A town of about 30,000 residents in southwest Pennsylvania 90 minutes east of Pittsburgh. Its claim to fame is the Johnstown Flood of 1889, in which more than 2,200 died--the deadliest disaster in the U.S. until 9/11. The people are very nice in Johnstown, PA, but the town is extraordinarily religious, maybe because there is not much to do other than go to church, bowling, or to a dive bar. Newcomers may find it difficult to break into the well established social groups, since most of the residents have known each other since childhood. It has quite a number of large cemeteries. The population is mostly white. There are very, very few sidewalks and limited public transportation in this very hilly town. Unemployment is a serious problem here and the average wage is almost unlivably low, but housing costs are low, too. The main sources of employment are health care, defense, telemarketing, and retail.
I'm reluctant to stay in Johnstown, PA, because I will die broke, bored, and lonely.

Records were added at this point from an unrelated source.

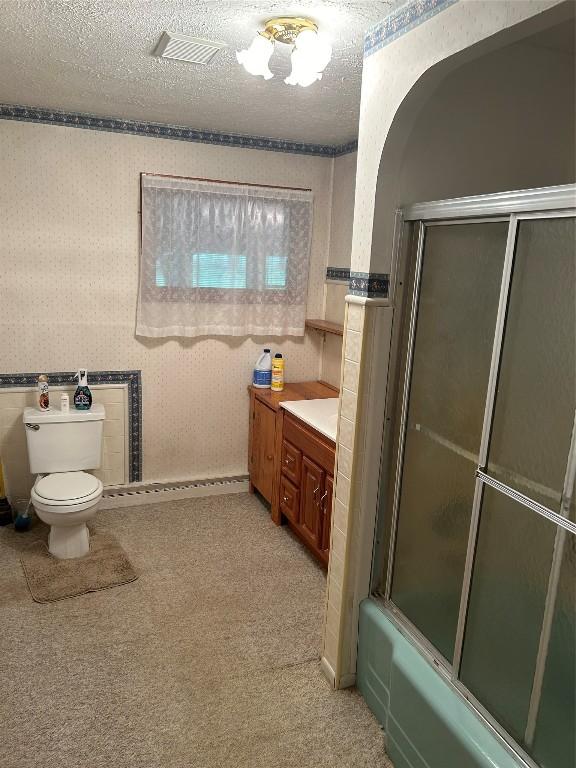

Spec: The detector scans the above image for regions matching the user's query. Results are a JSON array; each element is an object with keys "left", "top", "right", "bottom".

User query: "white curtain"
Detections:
[{"left": 136, "top": 175, "right": 312, "bottom": 337}]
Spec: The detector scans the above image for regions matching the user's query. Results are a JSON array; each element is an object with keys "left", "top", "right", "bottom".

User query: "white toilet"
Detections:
[{"left": 23, "top": 404, "right": 105, "bottom": 558}]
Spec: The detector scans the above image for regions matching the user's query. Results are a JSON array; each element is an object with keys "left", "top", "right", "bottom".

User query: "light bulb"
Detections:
[
  {"left": 236, "top": 33, "right": 274, "bottom": 80},
  {"left": 284, "top": 29, "right": 332, "bottom": 88}
]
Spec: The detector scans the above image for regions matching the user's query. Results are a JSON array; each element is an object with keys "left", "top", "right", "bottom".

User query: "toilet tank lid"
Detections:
[{"left": 22, "top": 403, "right": 106, "bottom": 424}]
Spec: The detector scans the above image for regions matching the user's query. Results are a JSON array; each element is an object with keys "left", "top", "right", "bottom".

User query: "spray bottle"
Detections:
[{"left": 74, "top": 368, "right": 92, "bottom": 411}]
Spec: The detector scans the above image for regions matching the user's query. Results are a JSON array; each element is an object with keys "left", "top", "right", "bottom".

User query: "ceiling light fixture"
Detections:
[{"left": 236, "top": 16, "right": 332, "bottom": 88}]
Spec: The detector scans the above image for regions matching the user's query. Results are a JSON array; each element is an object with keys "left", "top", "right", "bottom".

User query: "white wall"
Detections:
[{"left": 0, "top": 121, "right": 332, "bottom": 481}]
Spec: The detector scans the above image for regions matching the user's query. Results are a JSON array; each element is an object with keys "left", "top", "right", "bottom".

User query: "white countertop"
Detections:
[{"left": 280, "top": 397, "right": 339, "bottom": 442}]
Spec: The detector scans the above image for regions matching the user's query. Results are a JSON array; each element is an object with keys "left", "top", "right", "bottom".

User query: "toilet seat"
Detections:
[{"left": 32, "top": 472, "right": 103, "bottom": 513}]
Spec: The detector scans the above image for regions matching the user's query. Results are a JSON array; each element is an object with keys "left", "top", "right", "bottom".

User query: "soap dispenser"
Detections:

A conservative, wealthy, mostly Republican town of 45,000 people located 20 miles east of Sacramento. Almost all the nicer cars in the high schools' parking lots belong to the students, some of whom received vehicles like luxury SUVs for their 16th birthdays--no kidding. Folsom's wealthiest neighborhoods have worked hard to maintain their well deserved reputation for snobbery. To many, a "mismatched" outfit means you're wearing a Tommy Hilfiger shirt with Abercrombie&Fitch pants. The Johnny Cash song, "Stuck in Folsom Prison," is based on--you guessed it: the prison in Folsom, which is at the far eastern edge of town. Folsom does have a small low-income area, but most people don't know about it because no major streets go through there.
I used to live in Folsom, CA. It's a clean, well maintained town, but I sure don't miss the snobs.